My real name is Felix. I made it a point to ask my parents how they decided on that, and there wasn’t any big surprise. They just watned a name that would be different than most. They didn’t want me to have an ordinary name. At the time, my dad explained to me, they weren’t sure if I as to be a boy or girl. So they had backups. If I was a girl, I would be named Felicia; if I was a boy, I would be named Felix.
I have another real name. A Chinese name that, technically, is the equivalent of my first name. If we were all in China, you would be calling me Wei Tien most likely. Here in America, my first name is Felix. My middle name is my Chinese first name, Wei Tien.
For a long time, I was pretty embarassed by my middle name. But then again, who isn’t? For me though, I didn’t like it. It was too Asian a name, too Chinese. Too non-American. Too non-white. Only recently have I been more comfortable with my middle name. And this year, it’s gotten to where I’m truly proud of it.
My command of Chinese is pretty weak. I know that Tien means "sky". And for many years, I believed the word Wei to mean "very". So, I thought that my name meant "very sky." Pretty cool.
Yesterday, as I was driving home with my mom and dad, I asked them about my Chinese name; I wanted them to explain it to me. Turns out, "Wei" is less descriptive than I thought… it has more symbolic meaning. Back in China, each small village would typically have a poem of some sort, writing that would be part of a temple’s woodwork or carved somewhere on the building. For each child born in a particular generation, a specific word was chosen from that temple poem. So the word "Wei" was originally part of some poem/writing in my grandmother’s village, and every grandchild has that first prefix to their Chinese name. So, as my name is "Wei Tien," my sister’s name is "Wei Sum." Depending on the family, and depending on the generation, a different word is chosen… but that one word is given to every child born into that generation.
Tien, it turns out, means more than sky. It also stands for "heaven", "the heavens", "the firmament". The word Wei means to "maintain," to "preserve" or "hold together." So, roughly translated, my real Chinese name means "Preserver of Heaven" or "He Who Holds the Heavens Together."
This trip home was really great. I had a good time talking with everyone and there wasn’t any stress at all. Well, minimal stress. :) And the conversation I had with my parents about my name really did something to me. Since last night, I’ve been thinking a lot.

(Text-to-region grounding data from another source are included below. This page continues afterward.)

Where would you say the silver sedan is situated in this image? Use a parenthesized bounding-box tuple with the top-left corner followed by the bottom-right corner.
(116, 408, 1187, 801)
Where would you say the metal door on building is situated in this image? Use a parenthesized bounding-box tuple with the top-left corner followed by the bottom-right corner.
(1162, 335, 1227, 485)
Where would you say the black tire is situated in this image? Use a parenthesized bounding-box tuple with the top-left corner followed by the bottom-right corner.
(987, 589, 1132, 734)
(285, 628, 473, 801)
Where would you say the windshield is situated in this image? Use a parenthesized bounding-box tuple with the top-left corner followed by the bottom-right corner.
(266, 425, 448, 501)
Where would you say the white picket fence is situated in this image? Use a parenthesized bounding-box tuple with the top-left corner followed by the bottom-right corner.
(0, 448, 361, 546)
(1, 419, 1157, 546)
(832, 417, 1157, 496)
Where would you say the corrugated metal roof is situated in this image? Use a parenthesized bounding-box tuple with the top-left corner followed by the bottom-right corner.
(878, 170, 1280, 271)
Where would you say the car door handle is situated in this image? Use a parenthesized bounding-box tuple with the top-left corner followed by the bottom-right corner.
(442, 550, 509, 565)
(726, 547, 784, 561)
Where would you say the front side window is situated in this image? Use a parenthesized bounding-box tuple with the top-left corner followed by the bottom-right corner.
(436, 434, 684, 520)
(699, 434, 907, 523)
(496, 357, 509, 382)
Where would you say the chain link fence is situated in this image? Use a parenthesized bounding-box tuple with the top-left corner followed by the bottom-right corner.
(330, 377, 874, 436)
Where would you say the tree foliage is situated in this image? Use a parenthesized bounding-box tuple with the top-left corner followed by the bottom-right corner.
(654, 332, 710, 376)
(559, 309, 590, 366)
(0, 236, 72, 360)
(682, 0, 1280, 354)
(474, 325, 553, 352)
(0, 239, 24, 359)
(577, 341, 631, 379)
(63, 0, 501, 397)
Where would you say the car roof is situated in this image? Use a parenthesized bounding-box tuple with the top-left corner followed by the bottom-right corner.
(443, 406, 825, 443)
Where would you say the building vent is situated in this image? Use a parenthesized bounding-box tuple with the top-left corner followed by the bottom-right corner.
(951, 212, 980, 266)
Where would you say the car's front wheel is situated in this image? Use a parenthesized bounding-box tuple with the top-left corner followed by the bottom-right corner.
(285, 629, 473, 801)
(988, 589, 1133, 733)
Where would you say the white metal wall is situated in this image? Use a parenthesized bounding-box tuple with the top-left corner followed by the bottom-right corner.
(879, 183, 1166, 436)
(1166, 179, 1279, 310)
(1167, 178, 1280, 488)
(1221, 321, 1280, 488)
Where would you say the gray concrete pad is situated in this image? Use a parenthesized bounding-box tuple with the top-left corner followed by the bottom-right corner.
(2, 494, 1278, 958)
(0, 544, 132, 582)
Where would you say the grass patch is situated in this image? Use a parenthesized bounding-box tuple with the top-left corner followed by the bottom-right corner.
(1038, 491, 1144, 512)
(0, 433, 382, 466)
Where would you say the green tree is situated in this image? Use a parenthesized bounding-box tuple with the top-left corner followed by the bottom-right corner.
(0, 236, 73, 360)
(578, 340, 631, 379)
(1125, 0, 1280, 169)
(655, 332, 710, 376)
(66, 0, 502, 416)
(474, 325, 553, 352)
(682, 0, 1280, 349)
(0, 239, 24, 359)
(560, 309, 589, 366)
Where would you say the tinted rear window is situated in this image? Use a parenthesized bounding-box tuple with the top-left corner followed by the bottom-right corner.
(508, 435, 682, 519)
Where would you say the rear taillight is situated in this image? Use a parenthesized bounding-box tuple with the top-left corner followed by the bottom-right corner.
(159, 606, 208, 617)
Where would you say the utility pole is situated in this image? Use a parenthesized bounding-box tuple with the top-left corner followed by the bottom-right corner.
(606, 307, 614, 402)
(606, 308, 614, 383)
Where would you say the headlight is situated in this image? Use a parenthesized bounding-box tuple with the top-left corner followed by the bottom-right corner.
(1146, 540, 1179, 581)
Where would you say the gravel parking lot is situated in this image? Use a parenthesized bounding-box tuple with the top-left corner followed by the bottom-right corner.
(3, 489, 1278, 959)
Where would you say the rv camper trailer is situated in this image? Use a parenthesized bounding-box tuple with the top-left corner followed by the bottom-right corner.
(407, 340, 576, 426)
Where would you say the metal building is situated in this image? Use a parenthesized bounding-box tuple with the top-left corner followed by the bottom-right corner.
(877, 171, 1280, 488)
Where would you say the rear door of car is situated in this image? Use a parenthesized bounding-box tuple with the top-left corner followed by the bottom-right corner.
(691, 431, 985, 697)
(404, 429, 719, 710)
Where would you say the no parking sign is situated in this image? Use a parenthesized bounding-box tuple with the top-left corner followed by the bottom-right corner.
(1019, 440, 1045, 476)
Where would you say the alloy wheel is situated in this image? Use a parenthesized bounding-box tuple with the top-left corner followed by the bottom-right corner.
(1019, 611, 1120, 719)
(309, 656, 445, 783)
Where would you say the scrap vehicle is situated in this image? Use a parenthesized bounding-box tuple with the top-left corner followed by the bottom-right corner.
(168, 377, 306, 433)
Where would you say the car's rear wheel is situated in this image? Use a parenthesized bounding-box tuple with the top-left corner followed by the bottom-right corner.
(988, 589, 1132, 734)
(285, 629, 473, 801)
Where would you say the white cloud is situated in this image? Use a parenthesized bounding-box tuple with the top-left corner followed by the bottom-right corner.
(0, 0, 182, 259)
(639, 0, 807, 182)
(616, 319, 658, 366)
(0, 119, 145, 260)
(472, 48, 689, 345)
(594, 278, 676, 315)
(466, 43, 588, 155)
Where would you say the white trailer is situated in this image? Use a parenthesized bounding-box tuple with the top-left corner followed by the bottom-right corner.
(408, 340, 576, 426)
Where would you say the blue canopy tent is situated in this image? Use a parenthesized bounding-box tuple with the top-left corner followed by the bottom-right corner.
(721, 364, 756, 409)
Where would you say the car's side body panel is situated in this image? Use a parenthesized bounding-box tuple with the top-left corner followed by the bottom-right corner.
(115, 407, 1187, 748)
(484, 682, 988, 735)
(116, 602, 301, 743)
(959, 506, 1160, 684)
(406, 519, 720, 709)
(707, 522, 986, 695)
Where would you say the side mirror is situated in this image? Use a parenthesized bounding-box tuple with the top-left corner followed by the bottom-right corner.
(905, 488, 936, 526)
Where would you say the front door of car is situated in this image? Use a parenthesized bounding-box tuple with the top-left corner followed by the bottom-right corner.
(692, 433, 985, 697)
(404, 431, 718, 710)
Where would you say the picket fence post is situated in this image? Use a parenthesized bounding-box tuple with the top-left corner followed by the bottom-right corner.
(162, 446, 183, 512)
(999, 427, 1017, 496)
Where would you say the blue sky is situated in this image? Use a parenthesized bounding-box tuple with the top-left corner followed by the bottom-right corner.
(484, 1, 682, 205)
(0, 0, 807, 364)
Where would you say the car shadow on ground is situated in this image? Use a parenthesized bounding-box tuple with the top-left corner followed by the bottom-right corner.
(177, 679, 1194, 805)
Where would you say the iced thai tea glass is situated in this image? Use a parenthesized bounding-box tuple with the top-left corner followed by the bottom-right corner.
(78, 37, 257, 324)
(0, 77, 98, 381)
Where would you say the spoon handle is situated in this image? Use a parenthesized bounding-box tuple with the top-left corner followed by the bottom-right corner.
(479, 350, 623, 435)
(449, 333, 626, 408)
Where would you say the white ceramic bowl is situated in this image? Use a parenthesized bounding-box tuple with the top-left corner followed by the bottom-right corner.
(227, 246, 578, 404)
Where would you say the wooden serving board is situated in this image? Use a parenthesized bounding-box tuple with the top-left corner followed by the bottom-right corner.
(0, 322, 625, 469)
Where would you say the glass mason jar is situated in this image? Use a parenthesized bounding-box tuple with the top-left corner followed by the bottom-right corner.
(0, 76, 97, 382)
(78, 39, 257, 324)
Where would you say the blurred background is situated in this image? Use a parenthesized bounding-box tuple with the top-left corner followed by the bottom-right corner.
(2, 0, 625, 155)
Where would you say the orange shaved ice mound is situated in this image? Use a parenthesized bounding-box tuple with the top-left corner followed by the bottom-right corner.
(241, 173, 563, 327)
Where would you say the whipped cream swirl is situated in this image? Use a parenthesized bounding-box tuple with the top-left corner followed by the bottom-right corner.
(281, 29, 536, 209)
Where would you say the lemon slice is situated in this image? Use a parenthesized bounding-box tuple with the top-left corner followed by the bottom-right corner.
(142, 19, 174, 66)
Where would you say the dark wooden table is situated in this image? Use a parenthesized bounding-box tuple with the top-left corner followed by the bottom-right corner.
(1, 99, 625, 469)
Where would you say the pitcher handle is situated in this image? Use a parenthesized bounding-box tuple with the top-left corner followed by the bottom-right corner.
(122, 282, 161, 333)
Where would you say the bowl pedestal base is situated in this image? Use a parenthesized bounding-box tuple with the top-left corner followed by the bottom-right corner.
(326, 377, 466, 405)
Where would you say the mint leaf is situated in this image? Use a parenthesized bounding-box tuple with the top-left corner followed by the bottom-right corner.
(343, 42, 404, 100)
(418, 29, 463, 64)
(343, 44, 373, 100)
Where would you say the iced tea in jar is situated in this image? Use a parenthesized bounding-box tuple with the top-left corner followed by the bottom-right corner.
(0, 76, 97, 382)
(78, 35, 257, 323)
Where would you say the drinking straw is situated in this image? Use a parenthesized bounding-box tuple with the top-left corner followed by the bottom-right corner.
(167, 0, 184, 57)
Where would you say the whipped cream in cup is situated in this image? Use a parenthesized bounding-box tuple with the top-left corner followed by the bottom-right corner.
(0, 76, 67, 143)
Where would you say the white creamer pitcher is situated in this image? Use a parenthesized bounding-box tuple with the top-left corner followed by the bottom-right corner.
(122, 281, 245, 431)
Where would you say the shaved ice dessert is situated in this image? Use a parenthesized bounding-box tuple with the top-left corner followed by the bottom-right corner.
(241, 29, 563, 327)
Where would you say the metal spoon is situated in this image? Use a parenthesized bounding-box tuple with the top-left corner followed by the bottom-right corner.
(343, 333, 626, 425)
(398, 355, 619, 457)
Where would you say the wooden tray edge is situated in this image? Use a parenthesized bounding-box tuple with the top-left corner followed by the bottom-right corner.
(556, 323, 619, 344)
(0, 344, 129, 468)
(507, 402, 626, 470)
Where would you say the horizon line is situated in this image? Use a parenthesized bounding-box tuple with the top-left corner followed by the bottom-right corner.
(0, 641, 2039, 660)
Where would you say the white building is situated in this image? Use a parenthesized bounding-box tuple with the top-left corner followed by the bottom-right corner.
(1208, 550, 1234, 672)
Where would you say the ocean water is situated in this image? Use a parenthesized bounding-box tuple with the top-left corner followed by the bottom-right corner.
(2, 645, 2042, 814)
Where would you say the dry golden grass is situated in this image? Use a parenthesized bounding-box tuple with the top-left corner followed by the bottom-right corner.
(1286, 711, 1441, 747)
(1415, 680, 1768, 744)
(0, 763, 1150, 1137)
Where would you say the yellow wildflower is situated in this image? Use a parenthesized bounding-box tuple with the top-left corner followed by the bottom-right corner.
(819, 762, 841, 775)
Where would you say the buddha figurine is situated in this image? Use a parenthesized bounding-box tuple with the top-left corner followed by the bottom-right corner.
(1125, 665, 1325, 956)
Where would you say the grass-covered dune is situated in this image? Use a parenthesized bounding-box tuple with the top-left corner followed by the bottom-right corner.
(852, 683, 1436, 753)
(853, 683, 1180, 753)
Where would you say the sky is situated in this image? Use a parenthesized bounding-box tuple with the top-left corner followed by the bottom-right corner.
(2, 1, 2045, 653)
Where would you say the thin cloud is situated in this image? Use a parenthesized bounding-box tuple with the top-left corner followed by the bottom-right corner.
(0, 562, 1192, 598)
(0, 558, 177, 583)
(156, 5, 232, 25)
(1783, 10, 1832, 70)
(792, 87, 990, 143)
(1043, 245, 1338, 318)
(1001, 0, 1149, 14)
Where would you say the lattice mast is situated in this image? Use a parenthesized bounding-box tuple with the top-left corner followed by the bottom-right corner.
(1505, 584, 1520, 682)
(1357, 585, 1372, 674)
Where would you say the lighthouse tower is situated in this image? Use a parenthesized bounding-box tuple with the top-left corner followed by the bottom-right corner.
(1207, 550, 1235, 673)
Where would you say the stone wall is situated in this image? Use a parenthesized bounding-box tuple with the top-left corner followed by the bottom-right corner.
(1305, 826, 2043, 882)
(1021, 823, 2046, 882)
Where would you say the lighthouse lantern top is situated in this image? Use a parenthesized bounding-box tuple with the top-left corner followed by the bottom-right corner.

In some ways, it felt almost as though I had been given a new name. Going home, I discovered this secret meaning, this secret side of myself that I never knew existed. It makes me feel hopeful because, at times, I am largely a creature of habit and routine. And then, seemingly out of nowhere, something as simple as a name completely reshapes my perspective. For the longest time, I believed my name to be something permanent, something I knew and understood. Now, to find out otherwise… that there’s a whole different meaning than what I believed – that makes me excited. This means that other parts of me, those stubborn, habit-hardened parts of me, may not be as unchangeable as I once believed.